Residents are unable to return home immediately after a Second World War bomb found in Exeter was detonated, with the explosion heard for miles.
Devon and Cornwall Police were alerted after the device was discovered on a building site on private land to the west of the University of Exeter campus at about 9.20am on Friday.
Initially, a 100-metre cordon was erected, but this was extended to 400 metres on Saturday at the request of the Royal Navy bomb disposal team.
Around 2,600 properties in the vicinity of Glenthorne Road, including 1,400 university students, were evacuated on Friday and Saturday.
Here is the moment the #exeterbomb was detonated in #Exeter this evening filmed by NPAS 44. Our video is filmed in Infra Red with the white hot mode selected showing heat as white. A massive multi-agency operation with a successful zero casualty outcome ^GMO https://t.co/PuEhR87K8T pic.twitter.com/vh00hlIkv8— NPAS South West Region (@NPASSouthWest) February 27, 2021
Police warned that a “loud bang” was expected when the bomb was detonated on at 6.10pm on Saturday, but said there was no cause for alarm as the cordon meant there were no health risks to anyone beyond its perimeter.
Speaking after the blast, a force spokesman said: “The 400-metre cordon will remain until further notice, so residents should not return home this evening.
“Devon County Council and Exeter Council have been working to support evacuated residents.”
He added: “Around 400-tonnes of sand was transported to the site of the device, which is at a building site on private land, and walls were erected, initially by the Royal Navy bomb disposal experts, followed by Army personnel from the Royal Logistics Corps, to mitigate the impact of the detonation.
“Trenches were also dug to prevent ground shock.
“Despite these mitigation measures, the impact of the blast has been significant and debris has been thrown at least 250-metres away. The crater is around the size of a double decker bus.
“People can be reassured that there are no concerns regarding the impact of the explosion, which caused a large plume of sand, on public health.
“Safety assessments are being conducted this evening and utility companies, including gas, electric and water, are also carrying out assessments.”
This is the moment an unexploded Second World War bomb was made safe in a controlled explosion in Exeter this afternoon. pic.twitter.com/HhCHErtRSx— Exeter City Council (@ExeterCouncil) February 27, 2021
It had previously been expected that residents, the majority of whom are staying with friends and family, would be able to return home on Saturday.
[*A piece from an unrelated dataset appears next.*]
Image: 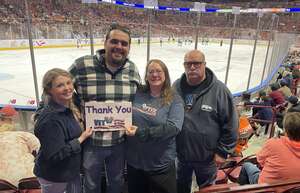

Devon County Council confirmed that visiting friends and family was allowed in such circumstances, despite Covid-19 restrictions.
Exeter University asked students not to return to their residences on Saturday to allow safety assessments to be conducted.
One student, Fran Henderson, 18, was told to pack at 7pm on Friday before being taken to a hotel outside of Exeter at 1am on Saturday.
The politics, philosophy and economics student told the PA news agency that she had been informed it was “most likely” that she would be able to return to her student residence on Sunday.
“The site is about 120 metres away from our accommodation,” Ms Henderson said.
Road closures were put in place between Cowley Bride and Exe Bridges during the incident, with diversions in place and motorists asked to avoid the area.